It can take generations to change human habits, practices and beliefs: But change can occur suddenly when tipping points are reached
WRITTEN BY: ANDREW CANTER
There is a growing cognisance amongst investors of the wider social and environmental consequences of their investment decisions. For example, a tipping point has been reached as regards global warming: Not only is capital being allocated towards cleaner energy and transport, but capital is also being intentionally shunted away from carbon-emitting industries and products.
People’s cars are close to their hearts, but people’s food is very close to their stomachs! There is an increasing flow of information, research and commentary about the raw immorality and environmental impact of factory farming; the blatant inefficiencies of growing animals for consumption; and the health effects of an animal-fueled diet. But there is a counter-revolution in the form of a well-organised, well-funded and well-connected food industry, which speaks directly to what people want to hear, and reinforces their old choices and habits (e.g. “you need protein to survive”). Indeed, the agri-industry lobby can legitimately argue that they’ve produced much more meat, at a much lower cost, for many more people, than ever before (while deflecting mention of the adverse consequences).
“In economics, things take longer to happen than you think they will, and then they happen faster than you thought they could.” - Rudiger Dornbusch
The enormously successful NASDAQ introduction for plant-based meat maker BeyondMeat (+163% on its first trading day) is sure to draw in additional investment capital to the industry. Indeed, science, technology and capital fuels investment, which ultimately allows for products, distribution and economies of scale.
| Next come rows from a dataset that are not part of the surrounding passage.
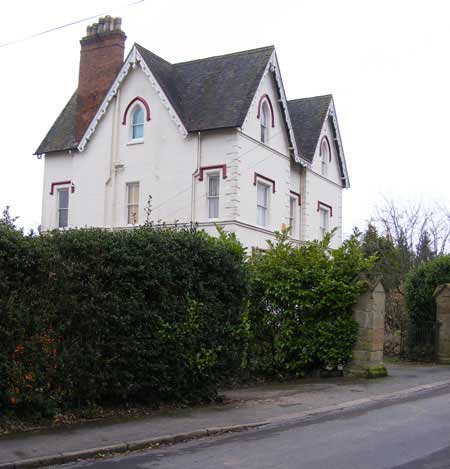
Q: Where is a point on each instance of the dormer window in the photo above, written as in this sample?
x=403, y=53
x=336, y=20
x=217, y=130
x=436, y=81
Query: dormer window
x=137, y=123
x=325, y=156
x=264, y=121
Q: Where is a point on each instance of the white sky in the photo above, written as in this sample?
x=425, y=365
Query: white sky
x=385, y=61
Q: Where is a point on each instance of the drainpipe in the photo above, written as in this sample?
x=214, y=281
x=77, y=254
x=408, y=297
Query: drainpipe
x=114, y=152
x=194, y=175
However, without a true cost-advantage to the consumer, the meat-substitute business won’t break through the barrier of human habit and agri-industry opposition. As a corollary, we have known for decades that wind and solar power are clean alternatives to fossil fuels, and that global warming is occurring: But only recently has such energy become price-competitive with fossil fuels, and thus the financial (and political) world has reached the tipping point to begin to phase out polluting power (which will still take decades to complete).
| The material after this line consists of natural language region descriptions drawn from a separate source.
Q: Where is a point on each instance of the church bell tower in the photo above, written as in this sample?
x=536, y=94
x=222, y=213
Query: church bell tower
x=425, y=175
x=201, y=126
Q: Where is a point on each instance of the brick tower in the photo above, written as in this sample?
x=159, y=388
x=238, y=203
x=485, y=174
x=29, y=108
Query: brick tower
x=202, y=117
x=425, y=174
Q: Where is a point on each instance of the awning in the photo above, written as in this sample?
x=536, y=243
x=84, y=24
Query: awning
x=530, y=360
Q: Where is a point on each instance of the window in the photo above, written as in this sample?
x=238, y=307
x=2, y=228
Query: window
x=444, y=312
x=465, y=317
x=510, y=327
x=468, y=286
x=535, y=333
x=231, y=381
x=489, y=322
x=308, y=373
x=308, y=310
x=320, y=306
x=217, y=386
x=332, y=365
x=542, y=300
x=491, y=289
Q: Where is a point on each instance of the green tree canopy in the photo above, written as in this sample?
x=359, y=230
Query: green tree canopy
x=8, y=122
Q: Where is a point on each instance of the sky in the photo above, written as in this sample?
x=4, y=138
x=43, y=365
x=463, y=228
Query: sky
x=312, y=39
For consumers, plant-based meat competes head-on with real meat – which is considered the ‘premium’ product. Consumers are likely to willfully ignore the (well known) adverse consequences of factory farming (as they have for decades) until they are able to pay less for the plant-based meat than for animal protein. However, when the meat-substitute industry reaches the scale and efficiency for prices to come down – to be truly price-competitive – we may achieve a tipping point for consumers and governments: We may finally see the ratcheting down of factory farming.